理事長基調講演「スタンダードが臨床に生かされる!長期予後を目指して!」では,同学会理事長の二瓶智太郎氏(神歯大)が日本歯科医学会重点研究委員会の策定した「2040年への歯科イノベーションロードマップ」のうち新規材料・機器の諸項目について概説.多様な歯冠修復材料と進化を続ける接着システムのマッチングを探り普及に努めることで日常臨床に貢献するのが同学会の活動意義だとした.
Topic講演Ⅰ「歯科材料としてのPEEK樹脂 -製造・加工の視点から-」(座長:桃井保子氏・鶴見大)では,木田香織氏(株式会社KDA)が,2023年12月に歯科保険適用となったPEEKブロックについて,物性と製造加工方法,一般的な射出成形法と同社独自の成形法であるニアネットモールディング法の比較に言及.化学的に安定し耐薬品性,摺動性,耐摩耗性に優れる一方,その性質から表面改質が難しい材料であると述べた.
Topic講演Ⅱ「歯科材料としてのPEEK樹脂-歯科治療への応用とその接着技術-」(座長:信野和也氏・株式会社松風)では,山本健蔵氏 (株式会社松風)が歯科材料メーカーの研究開発部門の立場からPEEKの特性と歯質接着に言及.接着性モノマーでは強固な接着が期待できない点を踏まえ,内冠へのサンドブラスト処理による機械的嵌合力の獲得,被着面処理として無機フィラーではなく疎水性樹脂にアプローチする接着材の使用と光照射による強固なアドヒーシブ層の形成,接着性レジンセメント使用時の支台歯前処理が必要になるとした.
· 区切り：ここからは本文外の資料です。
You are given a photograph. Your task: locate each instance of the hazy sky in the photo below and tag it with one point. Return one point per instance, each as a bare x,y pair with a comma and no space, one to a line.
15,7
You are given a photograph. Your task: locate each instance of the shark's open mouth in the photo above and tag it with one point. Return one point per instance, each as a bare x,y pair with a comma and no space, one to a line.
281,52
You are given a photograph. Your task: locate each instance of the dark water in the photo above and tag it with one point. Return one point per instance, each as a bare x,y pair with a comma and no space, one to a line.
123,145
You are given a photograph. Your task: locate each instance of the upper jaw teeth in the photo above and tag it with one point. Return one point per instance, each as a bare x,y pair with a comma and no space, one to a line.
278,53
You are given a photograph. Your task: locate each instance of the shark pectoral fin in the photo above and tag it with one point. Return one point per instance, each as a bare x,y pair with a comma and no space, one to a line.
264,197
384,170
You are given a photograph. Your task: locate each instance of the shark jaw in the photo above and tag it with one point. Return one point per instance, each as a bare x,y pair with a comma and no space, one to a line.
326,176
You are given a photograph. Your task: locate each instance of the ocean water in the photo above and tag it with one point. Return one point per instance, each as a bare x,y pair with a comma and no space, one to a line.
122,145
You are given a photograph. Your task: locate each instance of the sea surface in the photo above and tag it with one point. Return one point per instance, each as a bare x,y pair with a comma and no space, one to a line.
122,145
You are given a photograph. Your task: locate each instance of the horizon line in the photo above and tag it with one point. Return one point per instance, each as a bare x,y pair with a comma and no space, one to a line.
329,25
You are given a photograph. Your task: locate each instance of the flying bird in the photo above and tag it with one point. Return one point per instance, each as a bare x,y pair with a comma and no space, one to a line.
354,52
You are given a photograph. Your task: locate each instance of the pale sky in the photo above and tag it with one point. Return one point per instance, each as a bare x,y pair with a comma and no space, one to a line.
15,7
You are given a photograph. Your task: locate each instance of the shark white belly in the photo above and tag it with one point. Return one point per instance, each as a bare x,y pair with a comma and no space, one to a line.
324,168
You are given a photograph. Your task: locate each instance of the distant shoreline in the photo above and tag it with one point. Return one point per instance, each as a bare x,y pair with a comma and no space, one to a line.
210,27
シンポジウム『奄美接着サミット2024』(座長:南 弘之氏・鹿大)では,小林由佳梨氏(静県大短大)が「離島歯科医療における接着歯学への期待ー歯科衛生士の立場からー」と題し,離島人口全国1位となる鹿児島県における離島歯科巡回診療と奄美大島における歯科衛生士としての活動を紹介.離島およびへき地医療における課題を示すとともに,歯科材料に求める特性として,簡便性や汎用性,耐久性や高温多湿環境を踏まえた保存性をあげた.
次に南氏が「奄美で考える接着歯学の問題点」と題し,奄美群島の歯科医師で構成する大島郡歯科医師会会員への事前アンケートより,CAD/CAM冠や築造体の接着といった補綴・保存領域に関する質問への回答を示した.
村原貞昭氏(鹿大)は「奄美群島での日常臨床における接着の実情について考える」と題し,4-META/MMA-TBB レジンセメントの重合時間短縮の工夫など,上記アンケートより補綴・保存以外の領域に関する質問への回答を述べた.